Issue 76649 - sfx2: html parser support for html with missing encoding
Summary: sfx2: html parser support for html with missing encoding
Status: CONFIRMED
Alias: None
Product: General
Classification: Code
Component: code (show other issues)
Version: OOo 2.2
Hardware: All Linux, all
: P3 Trivial (vote)
Target Milestone: ---
Assignee: AOO issues mailing list
QA Contact:
URL:
Keywords:
Depends on:
Blocks: 90439
  Show dependency tree
 
Reported: 2007-04-24 10:53 UTC by caolanm
Modified: 2017-05-20 10:47 UTC (History)
2 users (show)

See Also:
Issue Type: PATCH
Latest Confirmation in: ---
Developer Difficulty: ---


Attachments
patch to fix (5.35 KB, patch)
2007-04-24 10:54 UTC, caolanm
no flags Details | Diff
I think I forgot to include this bit (604 bytes, patch)
2007-05-18 12:02 UTC, caolanm
no flags Details | Diff
Proposed alternative patch from mba (4.35 KB, text/plain)
2007-05-18 17:58 UTC, Mathias_Bauer
no flags Details
revised patch (4.27 KB, text/plain)
2007-05-18 18:17 UTC, Mathias_Bauer
no flags Details
just a refresh of my original patch (6.12 KB, patch)
2009-10-09 14:21 UTC, caolanm
no flags Details | Diff
new minimal patch for 3.3 (473 bytes, patch)
2010-07-14 11:19 UTC, caolanm
no flags Details | Diff

Note You need to log in before you can comment on or make changes to this issue.
Description caolanm 2007-04-24 10:53:49 UTC
The problem is that sc/sw and the editengine all treat html from cut and paste
differently from eachother in selecting a default encoding.

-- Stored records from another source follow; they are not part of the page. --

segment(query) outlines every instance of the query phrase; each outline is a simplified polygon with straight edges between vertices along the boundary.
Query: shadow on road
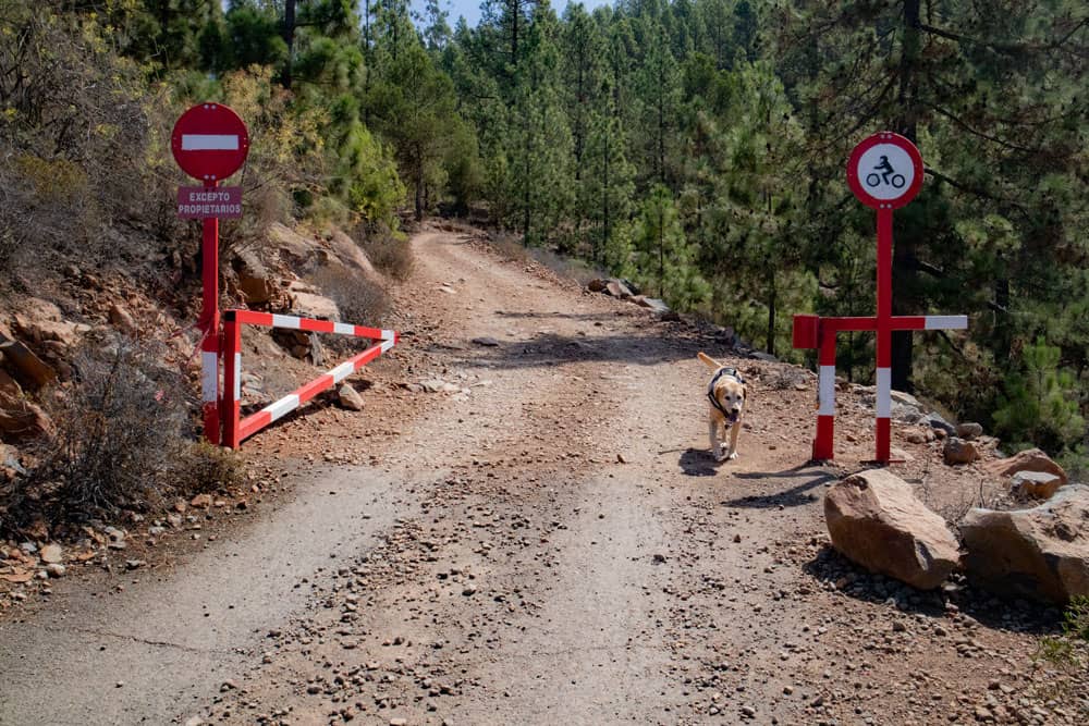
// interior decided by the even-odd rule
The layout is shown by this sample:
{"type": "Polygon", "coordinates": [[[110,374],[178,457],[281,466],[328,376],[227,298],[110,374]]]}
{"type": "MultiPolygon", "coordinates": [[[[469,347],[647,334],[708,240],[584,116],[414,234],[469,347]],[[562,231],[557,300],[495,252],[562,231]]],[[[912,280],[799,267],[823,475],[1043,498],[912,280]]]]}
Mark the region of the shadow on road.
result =
{"type": "MultiPolygon", "coordinates": [[[[706,346],[706,343],[703,344],[706,346]]],[[[541,333],[522,341],[502,341],[498,346],[475,348],[460,362],[467,367],[500,369],[553,368],[567,364],[619,362],[653,366],[695,358],[697,341],[686,341],[663,330],[653,335],[558,335],[541,333]]]]}
{"type": "Polygon", "coordinates": [[[713,477],[719,473],[719,463],[702,448],[689,448],[681,455],[681,470],[687,477],[713,477]]]}
{"type": "Polygon", "coordinates": [[[870,573],[825,544],[802,569],[818,582],[833,583],[859,602],[895,604],[904,613],[926,615],[935,623],[963,613],[993,630],[1053,635],[1062,630],[1062,611],[1021,599],[999,599],[974,587],[959,574],[935,590],[916,590],[896,579],[870,573]],[[890,602],[892,601],[892,602],[890,602]]]}
{"type": "Polygon", "coordinates": [[[812,468],[809,465],[795,467],[785,471],[747,471],[734,475],[738,479],[791,479],[806,477],[807,481],[786,491],[772,492],[761,495],[739,496],[735,500],[723,502],[725,506],[742,507],[748,509],[767,509],[778,506],[804,506],[817,501],[817,495],[810,490],[831,481],[836,481],[837,476],[824,469],[812,468]]]}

e.g. in konqueror go to http://gu.wikipedia.org/wiki/ and cut and paste the
content from there into calc, writer and draw as html.

In calc it works fine,
in writer and in draw (editengine) the text is loaded as the wrong encoding

Looking at calc it has some extra stuff for setting UTF-8 as the default
encoding for cut and paste source. I've take the calc solution in the attached
patch and moved it down to the shared core in sfx2 so that we are consistent
between our three apps.
Comment 1 caolanm 2007-04-24 10:54:33 UTC
Created attachment 44636 [details]
patch to fix
Comment 2 Mathias_Bauer 2007-04-24 22:17:33 UTC
I think it doesn't make sense to attach a patch to a QA engineer if you want to
get it integrated soon. :-)

I took the liberty to take it over as the patch contains parts for sw and sfx2.
Niklas, the patch also contains something for sc. Could you make a review? Thanks.
Comment 3 caolanm 2007-04-25 07:43:11 UTC
It's impractical for an outside contributer to know who actually *is* the
responsible developer for any given module.
Comment 4 Mathias_Bauer 2007-04-25 09:38:07 UTC
Understood. I recommend to send patches to the project lead of the selected
component. This will allow to handle the patch faster.
Comment 5 niklas.nebel 2007-04-25 11:19:00 UTC
SetEncodingByHTTPHeader isn't called from EditHTMLParser ctor if there are no
http header attributes, so this doesn't work in Calc.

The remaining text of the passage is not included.